Groupe 2 : Périmètre (où et avec quoi l’accès a été possible)

  • ->Identifier actifs comptes et dépendances touchés
  • ->Cartographier les relations utiles : compte → machine → service → données
  • ->Distinguer “touché”, “suspect”, “non évalué” (et marquer ce qui manque)

Groupe 3 : Confinement / restauration (ce qui change l’état du système)

  • ->Comparer options de confinement et conséquences
  • ->Conserver la trace des actions : commande, outil, compte opérateur, fenêtre horaire
  • ->Noter l’effet attendu : ce que l’action empêche, et ce qu’elle ne couvre pas
Fiche pédagogique 2/3 : Validation post-remédiation expliqué
Fiche 2/3 - débutant guidé

##Vue opérationnelle : du signal à la décision (et aux critères de sortie)

Lecture rapide pour piloter l’équipe : entrées minimales, décision explicite, sorties attendues, et garde-fous.

Entrées (signal et contexte)
  • ├─Alerte initiale + horodatage + source
  • ├─Actifs/comptes cités par le signal (même partiel)
  • └─Actions déjà réalisées (cleanup, blocage, reset, patch)
Décision (choisir 1 voie, avec critères)
  • ├─Contenir immédiatement si l’accès reste plausible ou si le périmètre est incertain
  • ├─Surveiller sous contrôle si vous avez des critères clairs + une durée + un responsable
  • └─Différer seulement avec justification écrite + propriétaire + condition de re-déclenchement
Sorties (ce qui prouve que l’accès a disparu)
  • ├─Une chronologie figée + exportée + référencée dans le ticket
  • ├─Un périmètre daté (même provisoire) et une liste “non évalué” assumée
  • └─Une action réversible choisie (ou un différé justifié) + impact opérationnel documenté
Garde-fous (erreur classique à éviter)
  • ├─Ne pas lancer une remédiation destructrice avant d’avoir capturé les éléments nécessaires
  • ├─Ne pas confondre “plus d’alerte” avec “mécanisme d’accès supprimé”
  • └─Ne pas élargir le périmètre sans marquer ce qui est hypothèse vs observation
Fiche pédagogique 3/3 : Validation post-remédiation expliqué
Fiche 3/3 - débutant enrichi

##Questions courtes qui débloquent la décision

Quelle observation me permet de décider : contenir, surveiller, ou différer ?

Décidez à partir de ce que vous pouvez soutenir par des faits figés (chronologie + périmètre) et par l’impact acceptable.
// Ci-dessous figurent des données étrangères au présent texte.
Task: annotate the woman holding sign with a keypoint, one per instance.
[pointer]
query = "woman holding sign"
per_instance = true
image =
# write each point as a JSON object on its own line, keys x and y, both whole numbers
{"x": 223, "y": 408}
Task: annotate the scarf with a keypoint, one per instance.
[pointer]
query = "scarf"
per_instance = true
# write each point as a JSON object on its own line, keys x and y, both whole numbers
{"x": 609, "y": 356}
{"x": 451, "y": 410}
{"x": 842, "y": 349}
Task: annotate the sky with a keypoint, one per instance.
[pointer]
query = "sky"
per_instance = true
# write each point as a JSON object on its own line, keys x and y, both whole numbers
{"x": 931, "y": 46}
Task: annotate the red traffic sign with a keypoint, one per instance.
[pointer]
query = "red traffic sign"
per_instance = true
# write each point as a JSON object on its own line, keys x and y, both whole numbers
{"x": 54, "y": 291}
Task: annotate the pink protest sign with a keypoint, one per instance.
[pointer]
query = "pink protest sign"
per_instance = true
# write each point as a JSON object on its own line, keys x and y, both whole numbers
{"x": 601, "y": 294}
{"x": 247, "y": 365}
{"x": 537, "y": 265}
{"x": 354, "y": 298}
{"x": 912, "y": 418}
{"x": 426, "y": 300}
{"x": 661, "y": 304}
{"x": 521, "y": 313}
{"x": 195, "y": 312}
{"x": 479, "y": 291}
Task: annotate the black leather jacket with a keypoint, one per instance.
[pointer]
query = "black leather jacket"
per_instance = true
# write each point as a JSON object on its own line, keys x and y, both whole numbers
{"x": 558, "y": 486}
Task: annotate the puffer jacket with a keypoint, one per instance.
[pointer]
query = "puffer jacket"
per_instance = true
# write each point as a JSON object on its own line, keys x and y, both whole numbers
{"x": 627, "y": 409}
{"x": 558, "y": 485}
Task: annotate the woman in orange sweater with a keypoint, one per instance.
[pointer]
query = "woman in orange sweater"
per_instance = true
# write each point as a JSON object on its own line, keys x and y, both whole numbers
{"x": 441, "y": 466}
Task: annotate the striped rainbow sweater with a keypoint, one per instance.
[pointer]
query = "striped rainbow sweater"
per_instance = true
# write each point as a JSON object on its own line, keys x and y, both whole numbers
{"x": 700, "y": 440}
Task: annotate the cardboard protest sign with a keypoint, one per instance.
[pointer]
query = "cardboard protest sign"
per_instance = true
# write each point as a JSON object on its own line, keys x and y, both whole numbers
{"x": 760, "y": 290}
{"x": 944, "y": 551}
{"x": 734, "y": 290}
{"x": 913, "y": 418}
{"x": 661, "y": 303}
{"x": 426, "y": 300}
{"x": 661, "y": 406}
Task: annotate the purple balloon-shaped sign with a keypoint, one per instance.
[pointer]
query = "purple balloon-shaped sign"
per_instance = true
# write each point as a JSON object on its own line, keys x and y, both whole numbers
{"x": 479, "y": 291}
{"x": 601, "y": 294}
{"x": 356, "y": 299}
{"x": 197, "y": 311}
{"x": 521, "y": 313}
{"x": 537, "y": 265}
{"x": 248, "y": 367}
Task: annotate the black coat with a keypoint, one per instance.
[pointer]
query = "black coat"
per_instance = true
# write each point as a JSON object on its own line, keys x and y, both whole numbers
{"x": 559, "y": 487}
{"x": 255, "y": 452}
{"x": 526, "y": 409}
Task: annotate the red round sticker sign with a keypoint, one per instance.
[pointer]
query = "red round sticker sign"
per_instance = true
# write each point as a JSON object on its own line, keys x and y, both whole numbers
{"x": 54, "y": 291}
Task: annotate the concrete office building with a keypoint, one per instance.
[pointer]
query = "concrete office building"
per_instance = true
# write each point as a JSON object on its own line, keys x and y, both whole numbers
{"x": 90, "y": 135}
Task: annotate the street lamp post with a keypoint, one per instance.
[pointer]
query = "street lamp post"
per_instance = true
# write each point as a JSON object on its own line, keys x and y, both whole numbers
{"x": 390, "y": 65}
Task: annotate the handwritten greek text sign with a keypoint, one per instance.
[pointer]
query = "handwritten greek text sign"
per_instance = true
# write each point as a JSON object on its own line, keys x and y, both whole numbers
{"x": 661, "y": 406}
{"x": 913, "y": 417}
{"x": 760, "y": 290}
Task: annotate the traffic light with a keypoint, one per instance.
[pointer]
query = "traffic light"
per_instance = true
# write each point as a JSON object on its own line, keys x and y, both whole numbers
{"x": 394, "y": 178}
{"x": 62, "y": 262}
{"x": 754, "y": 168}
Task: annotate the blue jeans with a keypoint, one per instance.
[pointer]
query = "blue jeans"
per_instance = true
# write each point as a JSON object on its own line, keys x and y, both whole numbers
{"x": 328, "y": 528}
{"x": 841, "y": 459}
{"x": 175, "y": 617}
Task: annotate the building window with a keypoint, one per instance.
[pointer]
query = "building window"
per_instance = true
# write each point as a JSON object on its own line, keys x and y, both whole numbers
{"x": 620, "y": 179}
Si le périmètre reste flou, privilégiez une action réversible et traçable.

Qu’est-ce qu’une action “réversible” dans ce contexte ?

Une action qui réduit le risque tout de suite sans détruire les preuves et sans vous enfermer. Exemple de logique : isoler, limiter, bloquer temporairement, plutôt que supprimer ou réinstaller sans capture préalable.

Que documenter pour que “plus tard” ce soit prouvable ?

Le pourquoi (hypothèse/risque), le quoi (périmètre daté), le comment (actions exactes), et le résultat attendu (critères de sortie). Si un point manque, marquez-le comme manquant plutôt que de le combler.

À quel moment je peux dire “le mécanisme d’accès a disparu” ?

Quand vous avez une chaîne logique : (1) périmètre explicite, (2) mécanisme probable adressé par une action documentée, (3) critères de sortie définis, (4) surveillance ou contrôles alignés sur ce mécanisme. Si l’un manque, formulez-le comme un risque résiduel.